The Crisis in Education

Teachers, school administrators, education experts meet almost any day of the year in one place or another to discuss education. Conferences about education occur almost daily throughout the year. Someone at any of these conferences is bound to talk about “the crisis in education.” For many years now, education in the United States has been deteriorating. Everyone knows it. But all the experts and all the education conferences have not managed to reverse the downward trend. There are unending discussions of schools, buildings and equipment, teachers and teacher training, class size, and many other topics. All of those are important. Many different factors have to come together before children and young persons can receive a good education.
In the United States, however, there is one more problem which does not receive a lot of attention: the vast majority of Americans do not believe that education is important.
How can I say such a thing when we spend huge sums of money on education, on beautiful new school buildings, equipped with computers and the latest audiovisual technology? Yes, it's true that we are willing to spend considerable sums of money on schools and teachers and equipment. But when it comes to education, most Americans think that it has no value except if it prepares you for a better job and for making more money. Most people do not think that education is good in itself. You go to school to enhance your financial prospects, not to learn anything.
Look on the Internet and google "the value of education," "the benefits" or "the importance of education," and you will find article after article explaining how college graduates will earn more money than people who only finished high school and that people who dropout of high school before finishing will earn even less and have more problems finding work. Education makes money; that's what it is good for.

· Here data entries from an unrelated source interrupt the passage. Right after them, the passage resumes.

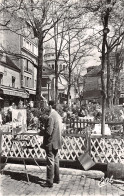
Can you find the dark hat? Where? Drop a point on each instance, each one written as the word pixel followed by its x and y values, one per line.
pixel 52 103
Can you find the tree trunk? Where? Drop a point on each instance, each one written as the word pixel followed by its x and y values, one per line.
pixel 103 86
pixel 109 85
pixel 56 81
pixel 117 87
pixel 39 72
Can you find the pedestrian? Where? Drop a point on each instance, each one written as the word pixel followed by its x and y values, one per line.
pixel 51 143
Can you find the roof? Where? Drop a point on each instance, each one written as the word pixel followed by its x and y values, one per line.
pixel 11 64
pixel 94 72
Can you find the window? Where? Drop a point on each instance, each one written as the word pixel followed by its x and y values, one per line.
pixel 13 81
pixel 27 65
pixel 1 78
pixel 44 82
pixel 28 81
pixel 53 66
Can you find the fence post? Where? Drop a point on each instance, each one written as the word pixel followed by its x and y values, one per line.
pixel 88 137
pixel 123 127
pixel 0 145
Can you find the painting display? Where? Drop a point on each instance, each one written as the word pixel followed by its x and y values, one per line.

As a consequence, many students at all levels go to school to earn a diploma, not especially to learn anything. In order to earn a diploma you have to pass courses and, preferably, earn a good grade. Learning anything is not the object. Three months after the course is over, most of the content is forgotten. Most importantly, the students did not acquire a thirst for knowledge. Few emerge from school asking questions, looking for answers, trying to understand the world in which they find themselves.
A good education develops the curiosity of children. They discover that learning things about the world is exciting. They learn to ask questions; they learn to wonder about events they do not understand. When they learn to read and write, they learn to formulate questions and articulate their thoughts about the world. When they learn how our government works, they learn one of the important prerequisites for being good citizens. They learn that they live in a society where they can influence their lives together with others. When they learn history, they learn to see themselves as belonging to a human race that has over centuries tried out different ways of living out human lives.
We hear often these days that parents should read books to their children. And so they should. But equally or more important is that parents read books for their own enjoyment and growth. Many American homes have no books except perhaps some college texts that have never been put in the trash. Children in those houses learn that grown ups do not read, that books are only for small kids. Once you have learned how to read, all you need to read is what you have to read in school or at your job.
Children do not learn to be curious if their parents' conversation includes only gossip or last nights' game. Children are encouraged to follow up their own questions when they see their parents talk at dinner about interesting things they found out in the course of the day, or topics they encountered they would like to know more about. Children do not learn to value education if their parents do not ask them what they learned in school, but only ask about their grades. What good are good grades if in earning them your child did not learn anything that will make a difference to the person she is growing up to be? Maybe your child is learning things in school you do not know and you might be glad to find out about. Learning from your children enriches your life and shows them that learning is good in itself.
Education should open everyone's eyes to the immense variety of the world, of persons and places and societies to know, to experience, savor and try to understand. You miss all of that if making and spending money is in the center of your life. You miss what education might provide in your life, if you only go to school to earn more money in the future.